Saturday, March 15, 2008

Lifehouse at HOB in Chicago on St. Paddys Day.

Typical Saturday night for me. (lame) It started with me making chicken for my daughter, watching a little bit of Bee Movie, and then random TV. I am a geek that lands on WTTW (pbs) late at night, and tonight I struck gold. A couple things:

1. I have a huge crush on Jason Wade, who is younger than me, and went through a weird "Hanson-looking" phase in 2001, but nonetheless hot and well-equipped with a rusty, scratchy soothing voice.He even looks good in skinny BLACK jeans... Black!
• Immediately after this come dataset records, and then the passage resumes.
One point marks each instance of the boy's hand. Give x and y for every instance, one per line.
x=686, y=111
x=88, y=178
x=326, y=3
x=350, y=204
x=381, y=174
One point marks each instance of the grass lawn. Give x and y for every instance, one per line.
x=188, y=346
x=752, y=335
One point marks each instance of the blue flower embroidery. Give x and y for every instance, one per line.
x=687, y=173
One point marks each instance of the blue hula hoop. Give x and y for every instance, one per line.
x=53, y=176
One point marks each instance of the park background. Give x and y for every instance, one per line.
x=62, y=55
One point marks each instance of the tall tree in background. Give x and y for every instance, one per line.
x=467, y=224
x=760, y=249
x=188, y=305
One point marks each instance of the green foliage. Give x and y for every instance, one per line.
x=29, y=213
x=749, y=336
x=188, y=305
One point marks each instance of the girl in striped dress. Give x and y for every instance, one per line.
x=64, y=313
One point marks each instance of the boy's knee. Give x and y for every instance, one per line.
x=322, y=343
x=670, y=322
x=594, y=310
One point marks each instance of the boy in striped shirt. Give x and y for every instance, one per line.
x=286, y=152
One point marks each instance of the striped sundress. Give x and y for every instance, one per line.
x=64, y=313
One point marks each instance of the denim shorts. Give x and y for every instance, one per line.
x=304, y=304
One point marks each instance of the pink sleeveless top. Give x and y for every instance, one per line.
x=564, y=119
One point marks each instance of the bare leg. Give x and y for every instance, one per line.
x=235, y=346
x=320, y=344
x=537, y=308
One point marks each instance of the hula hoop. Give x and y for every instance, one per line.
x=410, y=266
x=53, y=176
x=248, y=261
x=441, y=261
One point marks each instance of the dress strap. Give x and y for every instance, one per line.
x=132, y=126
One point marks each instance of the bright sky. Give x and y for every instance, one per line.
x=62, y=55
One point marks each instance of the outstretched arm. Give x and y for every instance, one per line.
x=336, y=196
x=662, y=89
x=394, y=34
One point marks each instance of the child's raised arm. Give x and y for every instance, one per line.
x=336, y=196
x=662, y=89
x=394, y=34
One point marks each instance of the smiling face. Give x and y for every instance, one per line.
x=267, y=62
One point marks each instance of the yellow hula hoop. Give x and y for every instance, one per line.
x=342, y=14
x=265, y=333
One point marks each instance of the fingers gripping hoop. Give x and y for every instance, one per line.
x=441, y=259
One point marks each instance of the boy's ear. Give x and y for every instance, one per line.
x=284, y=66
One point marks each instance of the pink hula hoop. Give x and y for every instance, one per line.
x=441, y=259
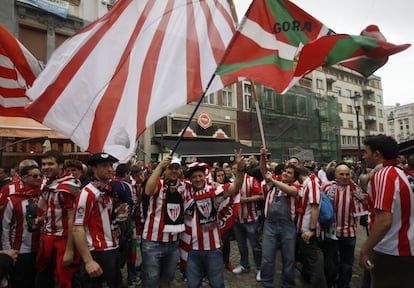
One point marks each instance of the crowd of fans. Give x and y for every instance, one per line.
x=72, y=224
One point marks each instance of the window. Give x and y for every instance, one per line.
x=210, y=99
x=227, y=96
x=247, y=97
x=379, y=98
x=319, y=84
x=338, y=90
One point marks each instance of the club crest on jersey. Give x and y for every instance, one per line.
x=204, y=206
x=173, y=210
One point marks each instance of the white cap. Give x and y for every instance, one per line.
x=175, y=161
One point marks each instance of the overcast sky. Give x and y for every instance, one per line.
x=396, y=22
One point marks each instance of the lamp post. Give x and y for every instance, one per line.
x=357, y=107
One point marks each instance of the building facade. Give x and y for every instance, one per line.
x=400, y=122
x=316, y=120
x=41, y=29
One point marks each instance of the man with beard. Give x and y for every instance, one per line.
x=56, y=257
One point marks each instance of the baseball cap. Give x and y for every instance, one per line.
x=101, y=158
x=175, y=161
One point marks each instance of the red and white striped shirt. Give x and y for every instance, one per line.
x=57, y=197
x=93, y=210
x=391, y=192
x=248, y=210
x=154, y=223
x=346, y=207
x=200, y=239
x=15, y=234
x=308, y=195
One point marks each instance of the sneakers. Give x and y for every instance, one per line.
x=240, y=269
x=258, y=276
x=229, y=266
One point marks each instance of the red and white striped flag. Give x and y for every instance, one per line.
x=144, y=59
x=18, y=70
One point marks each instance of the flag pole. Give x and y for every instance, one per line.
x=254, y=92
x=258, y=113
x=180, y=138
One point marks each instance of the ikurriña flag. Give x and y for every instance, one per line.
x=144, y=59
x=364, y=53
x=266, y=44
x=18, y=69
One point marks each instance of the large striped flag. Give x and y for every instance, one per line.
x=268, y=40
x=364, y=53
x=18, y=70
x=144, y=59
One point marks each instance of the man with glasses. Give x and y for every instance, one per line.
x=21, y=230
x=163, y=224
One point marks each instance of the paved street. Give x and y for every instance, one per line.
x=249, y=279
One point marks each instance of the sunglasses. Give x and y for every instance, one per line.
x=35, y=175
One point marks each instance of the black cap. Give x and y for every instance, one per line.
x=100, y=158
x=196, y=166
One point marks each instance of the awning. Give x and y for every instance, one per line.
x=207, y=148
x=25, y=128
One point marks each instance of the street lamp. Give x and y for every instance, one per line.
x=357, y=107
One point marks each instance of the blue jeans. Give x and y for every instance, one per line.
x=244, y=231
x=278, y=235
x=205, y=263
x=339, y=258
x=159, y=261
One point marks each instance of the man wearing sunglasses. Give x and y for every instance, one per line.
x=21, y=230
x=56, y=258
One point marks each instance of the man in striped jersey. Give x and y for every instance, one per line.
x=340, y=240
x=163, y=224
x=246, y=225
x=205, y=258
x=389, y=250
x=56, y=257
x=21, y=231
x=92, y=226
x=308, y=229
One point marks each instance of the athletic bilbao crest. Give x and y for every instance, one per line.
x=173, y=210
x=204, y=207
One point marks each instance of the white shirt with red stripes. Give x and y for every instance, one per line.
x=309, y=195
x=57, y=197
x=391, y=192
x=248, y=210
x=154, y=223
x=15, y=234
x=346, y=207
x=200, y=239
x=93, y=210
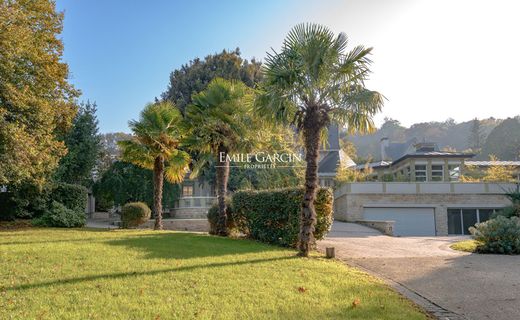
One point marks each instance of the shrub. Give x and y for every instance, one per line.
x=134, y=214
x=58, y=215
x=73, y=196
x=213, y=218
x=514, y=209
x=274, y=216
x=498, y=235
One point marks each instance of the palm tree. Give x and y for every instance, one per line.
x=155, y=146
x=219, y=123
x=310, y=83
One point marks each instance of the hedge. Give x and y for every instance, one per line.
x=58, y=215
x=134, y=214
x=273, y=216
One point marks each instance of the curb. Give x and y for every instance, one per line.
x=427, y=305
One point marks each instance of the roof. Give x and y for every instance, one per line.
x=372, y=165
x=332, y=138
x=493, y=163
x=332, y=160
x=435, y=154
x=395, y=150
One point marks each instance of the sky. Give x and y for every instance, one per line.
x=433, y=60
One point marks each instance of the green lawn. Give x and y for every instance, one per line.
x=92, y=274
x=465, y=245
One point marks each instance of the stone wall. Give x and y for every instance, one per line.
x=351, y=199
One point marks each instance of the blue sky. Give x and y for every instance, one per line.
x=432, y=59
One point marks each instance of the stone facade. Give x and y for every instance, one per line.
x=350, y=200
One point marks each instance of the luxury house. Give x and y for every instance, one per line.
x=414, y=190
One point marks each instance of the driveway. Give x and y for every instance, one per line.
x=472, y=285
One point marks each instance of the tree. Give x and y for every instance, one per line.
x=110, y=151
x=194, y=77
x=475, y=135
x=311, y=83
x=125, y=182
x=84, y=146
x=219, y=123
x=37, y=104
x=155, y=146
x=504, y=140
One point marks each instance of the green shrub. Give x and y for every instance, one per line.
x=273, y=216
x=232, y=224
x=58, y=215
x=514, y=209
x=73, y=196
x=498, y=235
x=134, y=214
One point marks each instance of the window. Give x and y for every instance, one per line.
x=420, y=173
x=454, y=171
x=437, y=173
x=459, y=220
x=187, y=191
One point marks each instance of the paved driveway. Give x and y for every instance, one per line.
x=475, y=286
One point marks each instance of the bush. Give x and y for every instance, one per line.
x=73, y=196
x=60, y=216
x=498, y=235
x=514, y=209
x=134, y=214
x=274, y=216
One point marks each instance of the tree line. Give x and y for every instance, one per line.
x=223, y=104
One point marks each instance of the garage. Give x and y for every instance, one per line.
x=408, y=221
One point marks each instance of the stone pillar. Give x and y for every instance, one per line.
x=441, y=220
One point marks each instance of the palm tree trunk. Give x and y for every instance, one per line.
x=311, y=135
x=222, y=176
x=158, y=179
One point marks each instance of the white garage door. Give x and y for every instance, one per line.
x=408, y=221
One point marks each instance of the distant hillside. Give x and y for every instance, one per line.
x=449, y=135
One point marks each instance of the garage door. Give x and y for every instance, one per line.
x=408, y=221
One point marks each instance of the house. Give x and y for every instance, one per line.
x=332, y=158
x=415, y=191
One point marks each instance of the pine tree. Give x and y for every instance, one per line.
x=84, y=146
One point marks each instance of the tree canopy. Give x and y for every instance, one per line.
x=37, y=103
x=84, y=148
x=193, y=77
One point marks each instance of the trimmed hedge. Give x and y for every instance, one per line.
x=73, y=196
x=134, y=214
x=58, y=215
x=213, y=218
x=273, y=216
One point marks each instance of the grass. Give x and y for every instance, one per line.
x=93, y=274
x=465, y=245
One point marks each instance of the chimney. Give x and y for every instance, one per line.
x=384, y=144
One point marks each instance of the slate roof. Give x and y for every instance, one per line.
x=434, y=154
x=493, y=163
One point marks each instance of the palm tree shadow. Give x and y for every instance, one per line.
x=188, y=246
x=130, y=275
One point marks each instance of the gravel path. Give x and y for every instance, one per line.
x=473, y=285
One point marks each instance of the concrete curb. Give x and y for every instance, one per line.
x=427, y=305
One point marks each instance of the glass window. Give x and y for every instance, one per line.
x=454, y=172
x=187, y=191
x=420, y=173
x=437, y=173
x=469, y=218
x=484, y=214
x=454, y=222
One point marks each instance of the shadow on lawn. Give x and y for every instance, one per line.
x=139, y=273
x=188, y=245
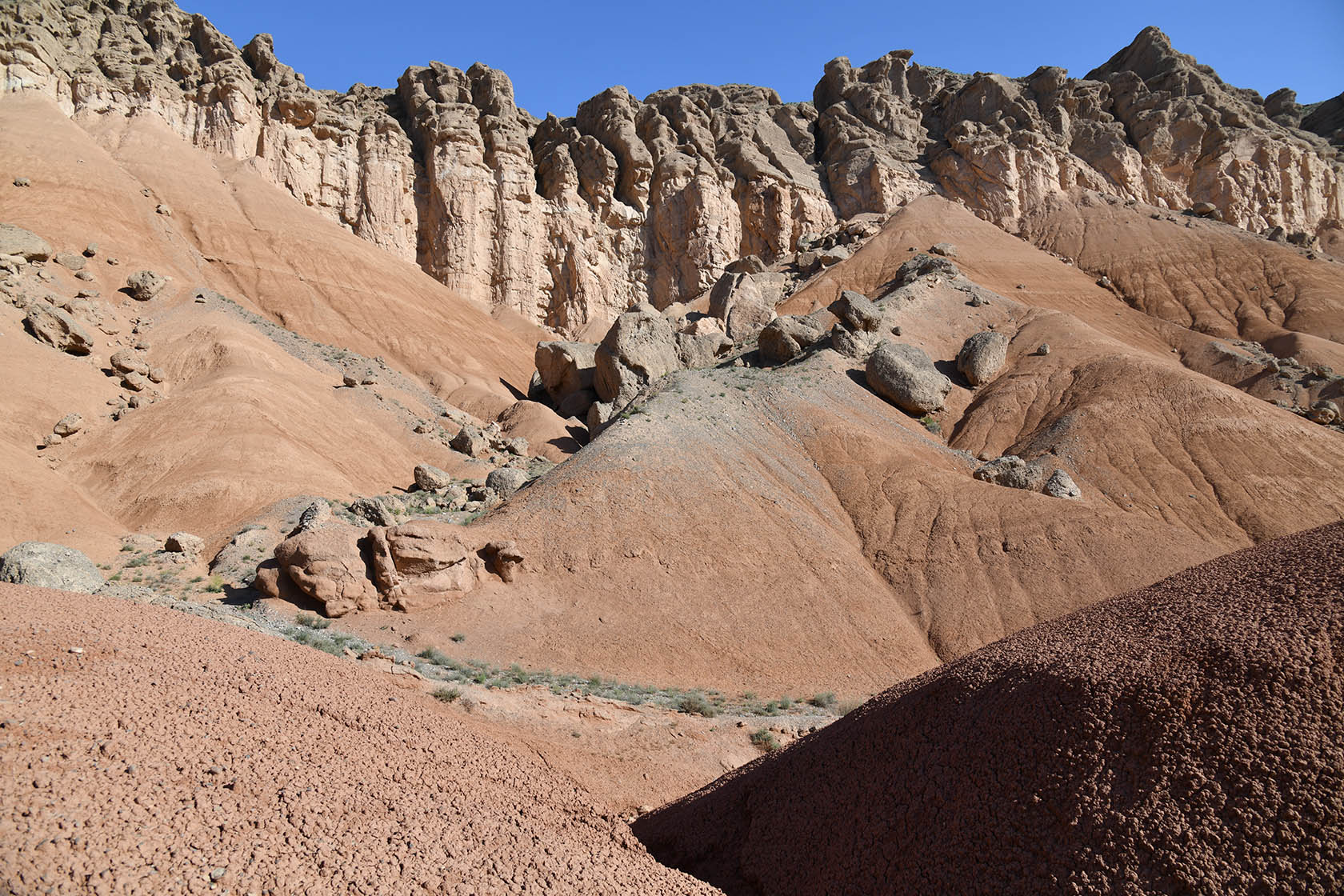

2. When they closed the show (on sound stage) with "Broken". My heart melted. It's the kind of song that actually made me WISH I had some unresolved pain and ache to process through this song. Seriously? When does that happen? That you love a song so much you which you had accompanying hurt!? I have to say it feels good to NOT be crying, or angry. But damn, I wish I would have discovered this song at an earlier stage. Oh well. Its not all lost on me.

3. I am a complete cheese ball for this. I know, I stake my claim of it. I am the age-inappropriate 30-yr old tripping teens to get to the front, to sway and eye-sparkle like the rest of the hypnotized goon-girls. Let the music gurus that like to point out my "amateurness" hammer away at their keyboards and email me death threats for not knowing "true musicality" or having loved Vampire Weekend before SPIN had them as the cover.. Judge away. I like these guys (and Vampire Weekend). I do. Deal.



I have decided that my future-second husband will be a weepy, dark and forlorn guitarist singer-songwriter. (what? It won't happen, just saying...I need to be specific) I literally freeze in time at the spectacle of a man actually dealing with, and articulating emotions. I have seen it before, but add six strings, a whammy, and a little drum brush...and I am all wobbly and wiggly inside.

Umm...How have I never had a song written for me? So I will pretend:

"I am damaged at best/ like you've already figured out/I'm falling apart/barely breathing/with a broken heart/that's still beating/in the pain there is healing/in your name/ I find meaning"

Get into the "A-list" Jason, and you qualify for the Bed em' game. Let's do this!